Bref, en raison de la diversité de leurs parcours individuels, les jurés peuvent intuitivement mieux comprendre les faits qu’un juge, dont l’expérience liée au contexte précis des événements contestés peut être limitée.
Répondre aux critiques
Les détracteurs des procès devant juge et jury attirent souvent l’attention sur des affaires sensationnelles. Un cas notoire, remontant à 1994, concernait une plainte déposée par une femme de 79 ans contre la chaîne de restauration rapide McDonald’s ; cette cliente s’était brûlée quand elle avait renversé sur elle une tasse de café achetée dans un de ces établissements. Le jury lui avait accordé des dommages punitifs à hauteur de 2,7 millions de dollars, ce qui avait suscité un débat sur les procès motivés par des raisons frivoles.
Or la plupart des gens ignoraient probablement les éléments dont les jurés avaient tenu compte :
· McDonald’s vendait son café à une température supérieure d’une dizaine de degrés aux recommandations du fabricant pour répondre à la préférence de sa clientèle.
· Victime de brûlures au deuxième et au troisième degrés sur les organes génitaux, la femme avait dû subir des greffes de peau à plusieurs reprises.
· McDonald’s avait déjà reçu plus de 700 plaintes au sujet de la température de son café, mais n’avait jamais consulté de spécialistes du traitement des brûlures.
· Les cadres de McDonald’s qui avaient témoigné pendant le procès s’étaient, paraît-il, montrés arrogants et plus que réticents à l’idée de modifier leur stratégie de marketing (encore qu’après le verdict McDonald’s ait effectivement vendu son café à une température moins brûlante).
· Le montant des dommages punitifs octroyés par le jury, soit 2,7 millions de dollars, était équivalent à deux jours seulement de recettes sur la vente de café dans l’ensemble des établissements de McDonad’s. En outre, le juge a ramené ce montant à 480.000 dollars.
Ce procès intenté contre McDonald’s nous rappelle qu’il s’agit d’un procès « devant un juge et un jury » ; c’est le premier qui contrôle les témoignages qu’entend le second, qui l’instruit sur les points de droit et qui examine soigneusement le verdict rendu avant de prononcer le jugement.

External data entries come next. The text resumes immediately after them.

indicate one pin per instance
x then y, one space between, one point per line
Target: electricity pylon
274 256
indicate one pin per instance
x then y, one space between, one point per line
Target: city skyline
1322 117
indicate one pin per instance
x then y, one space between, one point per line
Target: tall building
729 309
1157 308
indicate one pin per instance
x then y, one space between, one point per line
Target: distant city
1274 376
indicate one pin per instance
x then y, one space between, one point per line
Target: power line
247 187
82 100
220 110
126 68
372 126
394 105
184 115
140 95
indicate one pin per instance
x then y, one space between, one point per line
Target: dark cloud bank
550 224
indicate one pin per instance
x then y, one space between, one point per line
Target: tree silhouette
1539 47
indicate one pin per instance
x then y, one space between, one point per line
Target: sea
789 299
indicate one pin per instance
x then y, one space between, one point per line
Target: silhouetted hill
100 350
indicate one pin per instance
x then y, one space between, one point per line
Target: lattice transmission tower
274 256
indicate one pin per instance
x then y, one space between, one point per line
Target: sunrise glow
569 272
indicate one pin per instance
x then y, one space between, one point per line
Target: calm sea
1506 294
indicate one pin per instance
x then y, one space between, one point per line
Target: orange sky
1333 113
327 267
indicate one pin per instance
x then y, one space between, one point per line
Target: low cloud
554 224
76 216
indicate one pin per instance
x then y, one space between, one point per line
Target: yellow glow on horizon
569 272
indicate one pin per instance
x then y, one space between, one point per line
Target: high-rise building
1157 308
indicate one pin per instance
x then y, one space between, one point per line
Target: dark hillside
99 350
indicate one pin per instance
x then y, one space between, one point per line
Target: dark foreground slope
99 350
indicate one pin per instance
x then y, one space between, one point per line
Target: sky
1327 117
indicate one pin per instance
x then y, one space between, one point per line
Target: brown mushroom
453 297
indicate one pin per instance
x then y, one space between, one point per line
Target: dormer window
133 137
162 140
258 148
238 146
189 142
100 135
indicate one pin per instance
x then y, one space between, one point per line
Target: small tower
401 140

Bien d’autres critiques des verdicts rendus par un jury, au pénal comme au civil, qu’on peut lire dans la presse et sur les sites Internet ne résistent pas longtemps, elles non plus, à l’examen méticuleux de la question. Un jury peut effectivement commettre des erreurs, comme un juge ou tout autre responsable, mais des preuves tangibles indiquent que, dans l’ensemble, les jurés s’acquittent particulièrement bien de leur mission. D’ailleurs, les sondages réalisés auprès de juges américains qui président des procès devant juge et jury révèlent que ces derniers appuient le principe du jury avec enthousiasme et à une écrasante majorité.
Criminalité, négligence et collectivité
Les procès concernent des événements qui affectent la collectivité dans laquelle ils se déroulent. Le fait que des membres de la collectivité décident de la culpabilité ou de la non-culpabilité de l’accusé, ou qui a fait preuve de négligence, confère une légitimité certaine au verdict, en particulier quand l’affaire prête à controverse.
Les jurés que j’ai interviewés dans le cadre des nombreuses enquêtes que j’ai effectuées au cours des quarante dernières années se disent systématiquement enclins à accepter le verdict d’un jury qui a écouté les témoignages donnés pendant le procès, même quand ce verdict n’est pas compatible avec l’opinion qu’ils s’étaient faites en lisant les journaux et en regardant les informations télévisées sur l’affaire.
De surcroît, des travaux de recherche ont montré de manière on ne peut plus convaincante que les gens qui avaient fait partie d’un jury non seulement appréciaient davantage le système judiciaire, mais qu’ils participaient davantage aussi aux affaires civiques et qu’ils étaient plus enclins à faire du bénévolat.
Bref, des preuves tangibles indiquent non seulement que les jurés sont des décideurs compétents, mais aussi que le système des jugements par jury constitue une institution démocratique importante.
Les opinions exprimées dans le présent article ne représentent pas nécessairement les vues ou la politique du gouvernement des États-Unis.